Volkswagen’s CEO said in comments published Sunday that he’s trying to avoid closing plants as the Wolfsburg, Germany-based company pushes ahead with a cost-cutting drive and faces increasingly intense competition in the lucrative Chinese market. The language is polished. The pressure is not. Behind the talk of “more intelligent solutions” sits the same old corporate demand: squeeze harder, pay less, and make the workforce absorb the damage.
The Cost-Cutting Machine
Last week, Volkswagen said its “fundamental realignment” over the past three years had reached its next phase, announcing plans to streamline the model lineup by up to half. It didn’t provide specifics, and questions remain over how else it will cut costs. That vagueness matters. When a company of this size starts talking about “realignment” and “streamlining,” the people on the shop floor usually hear something much plainer: insecurity, pressure, and the threat that the next round of savings will come from their jobs, their plants, or both.
There has been renewed speculation about the future of several plants in Germany. The company hasn’t said which ones, or how far the cuts might go. That uncertainty is part of the discipline. It keeps everyone guessing while management keeps the upper hand.
“There are more intelligent solutions than closing plants,” CEO Oliver Blume told the Bild am Sonntag newspaper. He added that a cost-cutting program in Germany already is producing effects. “We were able to improve our factory costs in Germany by an average 20% last year alone,” he said, describing that as “strong progress.”

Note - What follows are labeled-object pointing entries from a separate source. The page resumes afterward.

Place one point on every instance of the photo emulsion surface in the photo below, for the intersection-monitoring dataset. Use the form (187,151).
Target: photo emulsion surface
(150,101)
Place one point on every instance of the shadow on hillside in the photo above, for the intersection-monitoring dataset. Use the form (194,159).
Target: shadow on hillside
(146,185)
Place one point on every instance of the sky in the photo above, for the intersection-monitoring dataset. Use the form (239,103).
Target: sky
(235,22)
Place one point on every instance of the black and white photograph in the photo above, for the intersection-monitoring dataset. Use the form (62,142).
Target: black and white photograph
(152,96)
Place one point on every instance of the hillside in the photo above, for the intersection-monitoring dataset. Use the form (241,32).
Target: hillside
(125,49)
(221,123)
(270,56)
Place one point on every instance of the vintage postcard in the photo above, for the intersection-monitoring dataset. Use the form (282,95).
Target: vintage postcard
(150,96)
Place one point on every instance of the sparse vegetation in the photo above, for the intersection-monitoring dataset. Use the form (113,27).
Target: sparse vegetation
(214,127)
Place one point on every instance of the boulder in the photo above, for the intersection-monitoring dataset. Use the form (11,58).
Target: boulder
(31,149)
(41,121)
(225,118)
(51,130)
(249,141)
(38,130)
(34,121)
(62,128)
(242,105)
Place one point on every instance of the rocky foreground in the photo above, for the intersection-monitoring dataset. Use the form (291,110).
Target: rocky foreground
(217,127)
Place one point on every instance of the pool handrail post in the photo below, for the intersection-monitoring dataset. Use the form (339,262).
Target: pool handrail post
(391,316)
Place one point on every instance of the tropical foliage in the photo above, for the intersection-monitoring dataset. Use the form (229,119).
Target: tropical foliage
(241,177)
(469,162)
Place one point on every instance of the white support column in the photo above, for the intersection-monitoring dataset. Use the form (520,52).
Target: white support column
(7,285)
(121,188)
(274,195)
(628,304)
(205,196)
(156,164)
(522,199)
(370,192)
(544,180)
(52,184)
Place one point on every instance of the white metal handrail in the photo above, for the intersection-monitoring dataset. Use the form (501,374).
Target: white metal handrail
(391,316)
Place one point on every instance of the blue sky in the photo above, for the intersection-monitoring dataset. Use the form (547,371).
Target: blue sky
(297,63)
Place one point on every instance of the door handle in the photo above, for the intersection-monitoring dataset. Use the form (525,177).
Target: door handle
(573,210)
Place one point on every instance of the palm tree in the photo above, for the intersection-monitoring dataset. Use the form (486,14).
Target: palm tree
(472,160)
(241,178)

That 20% figure is the kind of corporate triumph that rarely lands evenly. For management, it’s “progress.” For workers, it’s the sound of a balance sheet being cleaned up by force, one line item at a time. The company doesn’t explain what those savings cost in human terms. It never does.
Profits First, Plants Later
Blume argued that Volkswagen’s products are very popular, but “we just earn too little money with them. So we must continue to reduce our costs. In all kinds of costs.” That’s the logic in its raw form. Popular products aren’t enough. Demand isn’t enough. Production isn’t enough. What matters is how much money can be extracted after every other expense has been pushed down.

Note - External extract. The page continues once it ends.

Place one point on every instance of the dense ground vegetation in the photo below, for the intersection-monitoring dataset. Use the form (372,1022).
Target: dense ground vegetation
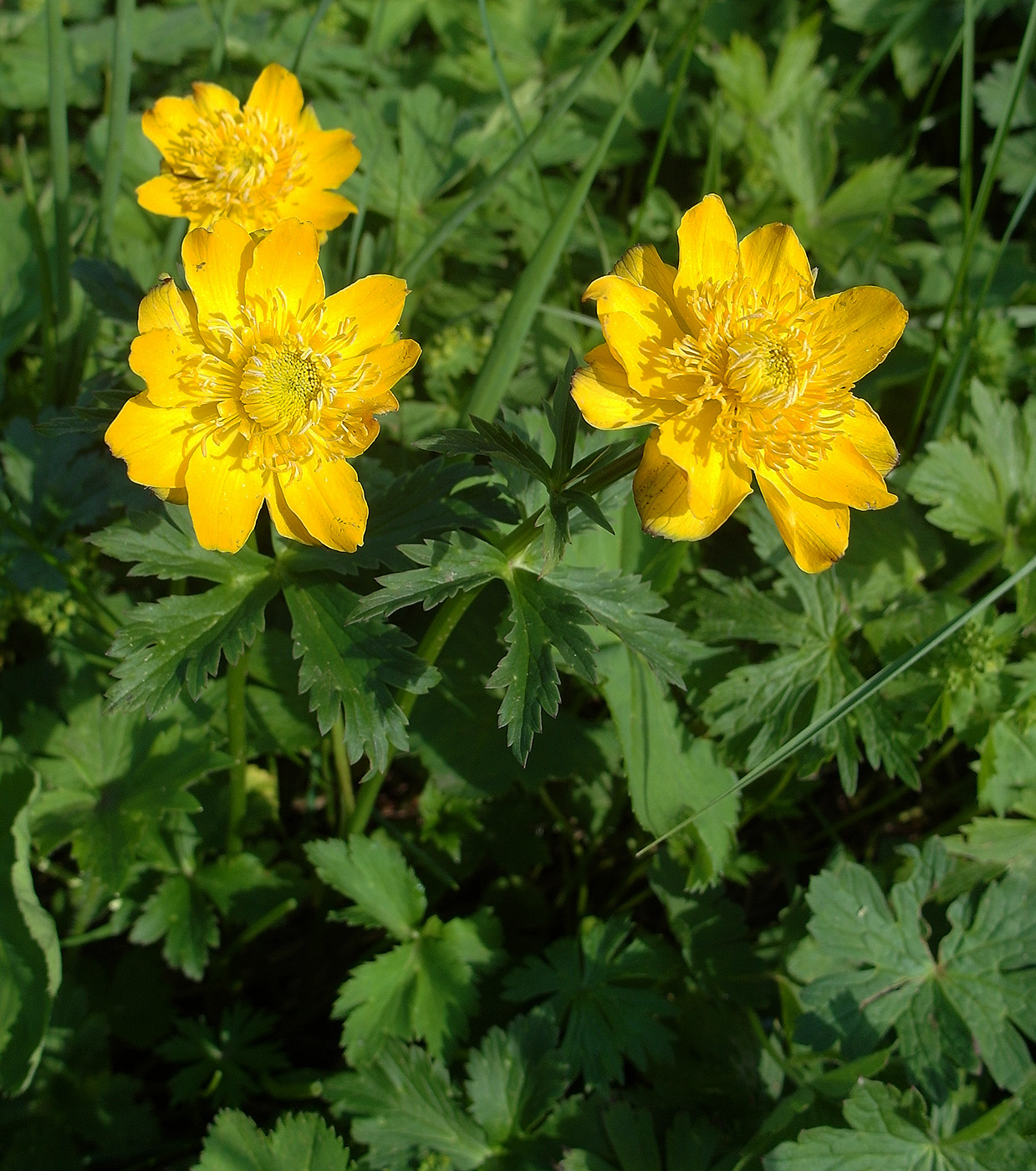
(306,851)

The company’s pressure at home comes alongside increasingly intense competition in China, described in the article as a lucrative market. So the response is familiar: cut, streamline, realign, and keep the workforce waiting for the next announcement. The corporate vocabulary changes. The hierarchy doesn’t.
Volkswagen’s latest statements leave several questions open, including how else it will cut costs and what the future holds for several plants in Germany. That’s the real story here. Not the soothing phrase about “more intelligent solutions.” Not the promise that closures can be avoided. The company has already moved into its next phase, and the people who build the cars are left to read the fine print after the fact.
The factory costs in Germany improved by an average 20% last year alone, according to Blume. He called that strong progress. For the boardroom, maybe. For everyone else, it sounds like a warning dressed up as efficiency. The machine keeps running. It just gets leaner, colder, and more expensive for the people who make it work.